John Paul II and the Clergy Abuse Crisis: Can Saints Make Mistakes?

UNITED STATES
National Catholic Register

by Joan Frawley Desmond Thursday, April 24, 2014

This week, as millions of Catholics travel to Rome for the canonization of Pope John XXIII and Pope John Paul II, the New York Times’ columnist, Maureen Dowd, attacked the decision to proclaim the Church’s first Polish pope a saint.

John Paul was a charmer, and a great man in many ways. But given that he presided over the Catholic Church during nearly three decades of a gruesome pedophilia scandal and grotesque cover-up, he ain’t no saint.

It is not the first time Dowd has pounded away at the credibilty of the Catholic Church or of a pope, and it won’t be the last. But it is worth pausing to register her remarks because her anger is shared by many Catholics who believe John Paul tolerated or dismissed the cancer of clergy sexual abuse while he was pope, rather than removing negligent bishops and challenging a status quo that permitted huge financial settlements made by dioceses, during the 1980s and 1990s, without real institutional reform.

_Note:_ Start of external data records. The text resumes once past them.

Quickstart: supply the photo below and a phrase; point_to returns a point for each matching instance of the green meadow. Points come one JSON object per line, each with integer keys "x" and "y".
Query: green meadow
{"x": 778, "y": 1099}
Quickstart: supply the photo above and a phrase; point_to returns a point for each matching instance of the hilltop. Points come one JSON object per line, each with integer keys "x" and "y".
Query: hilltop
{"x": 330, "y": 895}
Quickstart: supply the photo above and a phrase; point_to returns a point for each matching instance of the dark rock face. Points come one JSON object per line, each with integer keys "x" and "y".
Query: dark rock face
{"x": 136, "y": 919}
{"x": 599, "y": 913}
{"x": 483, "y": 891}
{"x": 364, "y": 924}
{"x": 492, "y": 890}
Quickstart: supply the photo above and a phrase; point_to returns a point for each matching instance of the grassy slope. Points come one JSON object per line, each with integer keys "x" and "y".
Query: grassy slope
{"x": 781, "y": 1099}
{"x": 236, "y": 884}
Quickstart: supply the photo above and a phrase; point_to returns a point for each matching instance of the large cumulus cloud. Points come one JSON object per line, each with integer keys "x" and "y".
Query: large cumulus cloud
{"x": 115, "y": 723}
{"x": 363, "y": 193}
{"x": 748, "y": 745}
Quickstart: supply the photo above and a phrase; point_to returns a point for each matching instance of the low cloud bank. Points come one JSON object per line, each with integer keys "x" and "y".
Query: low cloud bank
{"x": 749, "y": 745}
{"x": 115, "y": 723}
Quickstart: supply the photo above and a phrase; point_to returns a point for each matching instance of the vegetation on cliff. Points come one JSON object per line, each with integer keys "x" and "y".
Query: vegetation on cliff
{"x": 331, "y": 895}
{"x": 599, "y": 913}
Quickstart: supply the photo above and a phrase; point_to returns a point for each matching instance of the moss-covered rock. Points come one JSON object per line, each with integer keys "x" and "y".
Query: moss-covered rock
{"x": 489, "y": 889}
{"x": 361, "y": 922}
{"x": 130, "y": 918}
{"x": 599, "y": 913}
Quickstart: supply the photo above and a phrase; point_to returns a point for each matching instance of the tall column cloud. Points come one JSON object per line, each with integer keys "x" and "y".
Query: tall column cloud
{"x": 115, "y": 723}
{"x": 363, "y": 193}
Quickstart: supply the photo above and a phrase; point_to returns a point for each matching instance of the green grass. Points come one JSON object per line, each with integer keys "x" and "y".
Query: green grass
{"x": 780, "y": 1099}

Yet, it cannot be denied that John Paul also inspired the struggle to liberate Eastern Europe form Soviet dominiation, and that his personal virtue and spiritual paternity drew many Catholics back to the Church, gave the disabled and the vulnerable a renewed respect for their own inviolable dignity, and encouraged thousands of young people to embrace a priestly or religious vocation. At the time of his funeral in 2005, many in St. Peter’s Square spontaneously called for his canonization.